More than one way to do it.

This function could’ve based its logic on the scancode value held in the global lastScancode variable, avoiding a redundant inportb() call. It also would’ve been possible to uniquely determine if a key was down, while accurately considering multiple simultaneous keypresses, by iterating through each element of the global isKeyDown[] array and returning true after the first true value was encountered.

The fact that neither of these approaches was taken suggests that maybe this function’s implementation predates the creation of the keyboard interrupt handler.

The return value of the function is a boolean value in a byte-sized integer: true if any key is down and false otherwise.

WaitForAnyKey()

The WaitForAnyKey() function waits indefinitely for any key to be pressed and released, then returns the scancode of that key.

byte WaitForAnyKey(void)
{
    lastScancode = SCANCODE_NULL;

    while ((lastScancode & 0x80) == 0) ;

    return lastScancode & ~0x80;
}

The function begins by zeroing out the lastScancode variable, setting it to a value that should never be stored by any keyboard event (SCANCODE_NULL).

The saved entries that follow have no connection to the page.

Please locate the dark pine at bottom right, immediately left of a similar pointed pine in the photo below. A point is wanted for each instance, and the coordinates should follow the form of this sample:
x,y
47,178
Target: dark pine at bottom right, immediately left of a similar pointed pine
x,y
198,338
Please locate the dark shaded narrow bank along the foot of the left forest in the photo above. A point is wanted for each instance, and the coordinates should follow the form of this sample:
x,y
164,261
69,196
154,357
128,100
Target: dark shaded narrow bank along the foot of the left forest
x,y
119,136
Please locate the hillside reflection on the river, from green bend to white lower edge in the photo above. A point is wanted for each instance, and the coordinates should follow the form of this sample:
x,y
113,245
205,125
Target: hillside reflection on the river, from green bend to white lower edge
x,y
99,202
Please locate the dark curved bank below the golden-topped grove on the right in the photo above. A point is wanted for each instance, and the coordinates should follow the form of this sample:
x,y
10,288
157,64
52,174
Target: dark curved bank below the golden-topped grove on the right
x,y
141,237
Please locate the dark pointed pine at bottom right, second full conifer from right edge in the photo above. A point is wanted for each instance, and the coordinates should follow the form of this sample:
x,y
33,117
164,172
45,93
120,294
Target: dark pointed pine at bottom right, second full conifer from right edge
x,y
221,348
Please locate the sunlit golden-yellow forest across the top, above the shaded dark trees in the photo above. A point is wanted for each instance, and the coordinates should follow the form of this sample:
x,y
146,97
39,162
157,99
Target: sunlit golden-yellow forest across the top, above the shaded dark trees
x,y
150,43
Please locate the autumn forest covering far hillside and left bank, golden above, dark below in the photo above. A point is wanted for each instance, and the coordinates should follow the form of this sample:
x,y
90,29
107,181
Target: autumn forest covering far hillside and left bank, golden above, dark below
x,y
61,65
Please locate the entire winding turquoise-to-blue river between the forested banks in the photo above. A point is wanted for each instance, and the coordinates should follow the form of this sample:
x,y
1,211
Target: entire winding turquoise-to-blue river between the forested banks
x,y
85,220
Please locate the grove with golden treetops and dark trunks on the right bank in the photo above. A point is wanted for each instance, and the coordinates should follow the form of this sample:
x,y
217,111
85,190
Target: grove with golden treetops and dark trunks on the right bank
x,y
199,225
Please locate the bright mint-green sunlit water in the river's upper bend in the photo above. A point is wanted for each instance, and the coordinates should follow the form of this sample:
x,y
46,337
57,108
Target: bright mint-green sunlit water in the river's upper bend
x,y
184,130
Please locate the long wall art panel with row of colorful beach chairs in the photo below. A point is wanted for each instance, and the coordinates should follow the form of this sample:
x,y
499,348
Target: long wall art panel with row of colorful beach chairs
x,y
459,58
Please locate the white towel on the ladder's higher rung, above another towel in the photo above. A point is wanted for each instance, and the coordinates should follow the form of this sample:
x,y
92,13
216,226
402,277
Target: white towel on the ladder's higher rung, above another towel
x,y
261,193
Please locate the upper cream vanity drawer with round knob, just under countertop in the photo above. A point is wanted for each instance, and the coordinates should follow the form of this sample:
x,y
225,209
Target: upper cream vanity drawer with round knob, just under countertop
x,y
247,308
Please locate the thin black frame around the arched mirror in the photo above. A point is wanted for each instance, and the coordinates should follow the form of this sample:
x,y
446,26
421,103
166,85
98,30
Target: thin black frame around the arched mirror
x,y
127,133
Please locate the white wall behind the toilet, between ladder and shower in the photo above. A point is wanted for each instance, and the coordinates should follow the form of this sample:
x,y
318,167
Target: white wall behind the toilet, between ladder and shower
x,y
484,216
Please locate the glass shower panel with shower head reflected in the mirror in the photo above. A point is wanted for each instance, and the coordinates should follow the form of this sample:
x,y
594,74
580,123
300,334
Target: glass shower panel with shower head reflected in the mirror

A while loop is entered which continually tests the highest bit of lastScancode – as long as it is zero, the loop repeats. The zero value previously written satisfies this test, as do any keyboard make code(s) that arrive during this wait. As long as the user does nothing, or presses and holds keys, execution stays here.

While execution waits in the while loop, the keyboard interrupt handler is free to service keyboard requests and will update the value in lastScancode in response. As soon as any key is released, lastScancode receives a break code with a high bit of 1, which stops the loop from executing.

Once the loop stops, the key break code in lastScancode has its high bit zeroed, converting it into the corresponding make code, and this value is returned to the caller.